DEG with Limma without replicates and best plots to represent results

0

Entering edit mode

Nithisha ▴ 10

@nithisha-14272

Last seen 6.9 years ago

Hi all,

I have a few questions regarding Limma.

1) I am asking a question with reference to C: limma topTable doesn't work without replicates [was: Help with limma]. This is a case where there are no replicates for samples, and we cannot run eBayes or toptable. I understand that running fit2$coefficients will bring out logFC values for all the samples. However, when I run this, I get a lgFC value for all samples including my control. In such a case, what is the reference sample that we can compare the lgFC values against?

2) I would like to visually represent my top hits for say 20 most up-regulated genes and 20 most down-regulated genes after DEG analysis. Are the best visual representations to show the analysis and the genes a volcano plot? Or are there better plots to show this information?

Any advice would be appreciated.

Thanks!

Limma • 1.5k views

ADD COMMENT • link updated 7.2 years ago by Aaron Lun ★ 28k • written 7.2 years ago by Nithisha ▴ 10

score 2 · Accepted Answer · 2017-11-04

It's hard to answer your question without an idea of your experimental design or of how you've set up your design matrix. In particular, the interpretation of the coefficients requires some care as these values may not necessarily represent log-fold changes of interest. Consider the following example:

groups <- LETTERS[1:5] # five groups, one sample each.
design <- model.matrix(~0 + groups)
y <- matrix(rnorm(1000), ncol=length(groups)) # log-expression values.
fit <- lmFit(y, design)
head(fit$coefficients)

Here, the coefficients represent the average log-expression of each group - which, in your case, is the same as the log-expression of the corresponding sample, given that you only have one sample in each group. None of the coefficient values represent log-fold changes between groups.

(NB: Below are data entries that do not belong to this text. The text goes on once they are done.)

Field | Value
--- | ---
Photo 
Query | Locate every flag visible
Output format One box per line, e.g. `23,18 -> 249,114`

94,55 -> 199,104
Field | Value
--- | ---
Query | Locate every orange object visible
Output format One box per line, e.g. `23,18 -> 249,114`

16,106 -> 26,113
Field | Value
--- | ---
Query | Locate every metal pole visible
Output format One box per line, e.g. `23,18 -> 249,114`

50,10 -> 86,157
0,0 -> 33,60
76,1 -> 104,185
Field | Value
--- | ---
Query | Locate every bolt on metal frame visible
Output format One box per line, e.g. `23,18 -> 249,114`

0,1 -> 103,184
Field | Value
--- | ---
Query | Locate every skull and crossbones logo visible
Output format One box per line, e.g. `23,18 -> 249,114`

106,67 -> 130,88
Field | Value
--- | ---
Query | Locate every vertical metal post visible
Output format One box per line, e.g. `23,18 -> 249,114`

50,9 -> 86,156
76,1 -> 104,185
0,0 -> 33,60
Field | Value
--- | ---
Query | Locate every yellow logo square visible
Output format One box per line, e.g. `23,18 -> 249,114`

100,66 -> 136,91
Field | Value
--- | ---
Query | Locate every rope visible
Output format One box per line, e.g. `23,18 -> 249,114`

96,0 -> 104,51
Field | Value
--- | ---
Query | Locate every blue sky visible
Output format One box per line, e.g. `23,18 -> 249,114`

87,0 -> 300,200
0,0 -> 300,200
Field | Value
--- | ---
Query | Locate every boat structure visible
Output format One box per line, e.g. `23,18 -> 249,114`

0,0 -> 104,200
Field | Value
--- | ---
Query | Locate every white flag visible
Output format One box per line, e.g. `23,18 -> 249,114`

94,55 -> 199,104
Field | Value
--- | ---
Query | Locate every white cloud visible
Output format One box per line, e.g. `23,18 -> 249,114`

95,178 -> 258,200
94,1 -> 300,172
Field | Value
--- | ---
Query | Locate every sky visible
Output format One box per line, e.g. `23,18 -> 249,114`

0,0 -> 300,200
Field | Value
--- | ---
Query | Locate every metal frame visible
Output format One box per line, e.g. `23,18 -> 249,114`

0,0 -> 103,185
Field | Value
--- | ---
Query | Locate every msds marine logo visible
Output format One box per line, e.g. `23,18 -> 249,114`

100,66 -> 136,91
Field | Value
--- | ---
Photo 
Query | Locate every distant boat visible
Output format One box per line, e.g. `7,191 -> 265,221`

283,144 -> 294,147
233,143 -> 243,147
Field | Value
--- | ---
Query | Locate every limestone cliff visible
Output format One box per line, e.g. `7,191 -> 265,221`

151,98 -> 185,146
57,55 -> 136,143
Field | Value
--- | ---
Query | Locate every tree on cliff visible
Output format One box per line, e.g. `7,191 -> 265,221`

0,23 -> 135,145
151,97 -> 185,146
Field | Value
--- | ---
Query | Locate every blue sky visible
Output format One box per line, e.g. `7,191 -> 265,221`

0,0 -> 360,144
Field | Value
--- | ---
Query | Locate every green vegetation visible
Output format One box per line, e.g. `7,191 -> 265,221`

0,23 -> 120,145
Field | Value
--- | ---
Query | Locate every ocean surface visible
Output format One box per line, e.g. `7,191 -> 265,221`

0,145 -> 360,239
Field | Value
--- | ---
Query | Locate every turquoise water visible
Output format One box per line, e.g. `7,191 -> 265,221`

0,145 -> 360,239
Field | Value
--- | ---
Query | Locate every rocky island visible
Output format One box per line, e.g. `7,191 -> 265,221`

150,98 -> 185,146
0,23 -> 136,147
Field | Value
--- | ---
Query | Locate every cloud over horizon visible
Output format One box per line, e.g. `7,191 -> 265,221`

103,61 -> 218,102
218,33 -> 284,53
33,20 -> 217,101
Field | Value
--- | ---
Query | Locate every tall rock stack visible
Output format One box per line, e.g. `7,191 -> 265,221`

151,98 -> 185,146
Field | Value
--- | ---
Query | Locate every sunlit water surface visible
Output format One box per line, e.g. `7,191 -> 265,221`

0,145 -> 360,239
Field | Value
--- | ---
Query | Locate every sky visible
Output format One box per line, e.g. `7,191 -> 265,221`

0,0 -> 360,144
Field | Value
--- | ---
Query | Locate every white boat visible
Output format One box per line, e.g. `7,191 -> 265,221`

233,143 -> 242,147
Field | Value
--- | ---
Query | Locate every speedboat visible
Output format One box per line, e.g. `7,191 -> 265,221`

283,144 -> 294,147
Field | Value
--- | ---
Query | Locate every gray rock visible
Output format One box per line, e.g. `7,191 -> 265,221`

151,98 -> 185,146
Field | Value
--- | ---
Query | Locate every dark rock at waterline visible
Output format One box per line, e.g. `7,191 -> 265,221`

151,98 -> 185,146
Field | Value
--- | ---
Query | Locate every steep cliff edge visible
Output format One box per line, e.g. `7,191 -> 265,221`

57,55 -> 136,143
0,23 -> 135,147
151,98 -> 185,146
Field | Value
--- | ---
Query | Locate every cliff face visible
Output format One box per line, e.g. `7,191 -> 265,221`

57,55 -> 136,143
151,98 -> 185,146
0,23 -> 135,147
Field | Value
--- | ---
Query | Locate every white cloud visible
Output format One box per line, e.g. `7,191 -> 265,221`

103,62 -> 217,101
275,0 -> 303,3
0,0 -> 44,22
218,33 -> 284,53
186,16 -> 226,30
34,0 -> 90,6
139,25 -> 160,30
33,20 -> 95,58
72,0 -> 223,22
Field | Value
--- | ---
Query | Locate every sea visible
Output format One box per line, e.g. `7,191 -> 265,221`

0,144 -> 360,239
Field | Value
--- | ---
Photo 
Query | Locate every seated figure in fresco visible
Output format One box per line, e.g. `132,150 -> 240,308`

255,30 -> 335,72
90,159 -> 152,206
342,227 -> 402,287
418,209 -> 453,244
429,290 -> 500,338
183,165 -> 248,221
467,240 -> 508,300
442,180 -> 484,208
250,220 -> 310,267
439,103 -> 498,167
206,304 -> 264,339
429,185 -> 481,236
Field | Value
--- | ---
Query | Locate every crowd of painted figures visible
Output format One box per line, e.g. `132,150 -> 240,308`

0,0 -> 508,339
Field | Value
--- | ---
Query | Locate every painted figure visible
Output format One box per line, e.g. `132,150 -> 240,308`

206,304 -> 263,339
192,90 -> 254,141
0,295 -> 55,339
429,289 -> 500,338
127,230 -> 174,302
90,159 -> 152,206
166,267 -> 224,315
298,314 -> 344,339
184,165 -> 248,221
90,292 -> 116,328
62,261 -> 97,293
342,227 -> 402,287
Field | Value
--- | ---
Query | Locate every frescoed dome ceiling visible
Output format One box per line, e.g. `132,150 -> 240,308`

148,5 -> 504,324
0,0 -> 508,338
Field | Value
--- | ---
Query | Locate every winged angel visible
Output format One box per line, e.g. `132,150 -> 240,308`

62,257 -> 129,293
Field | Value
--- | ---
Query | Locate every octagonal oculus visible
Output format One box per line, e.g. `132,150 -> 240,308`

Instead, if you want log-fold changes, you need to do some more work:

con <- makeContrasts(groupsA - groupsB, 
                     groupsC - groupsD, 
                     # ... and however many comparisons you want ...
                     levels=design)
fit2 <- contrasts.fit(fit, con)
head(fit2$coefficients)

The story is different if you've made a design matrix without the ~ 0 above, in which case the first coefficient is the intercept (i.e., the log-value of the "first" group) and the other coefficients represent the log-fold change of each other group to the first group. Thus the reference group is the first group, here A. (More generally, the first level of the factor given to model.matrix.)

In all cases, it is critical that you properly understand the meaning of each column of the design matrix before trying to interpret the values of the coefficients. Misinterpretation of the coefficients is a major source of errors in DE analyses.

As for your other question; you can't use a volcano plot here because you can't compute p-values with only one replicate. I would suggest using an MA plot for each pairwise comparison and highlighting the genes of interest. Alternatively you could use a heatmap if you want to show samples from all groups at once (assuming you have more than two groups).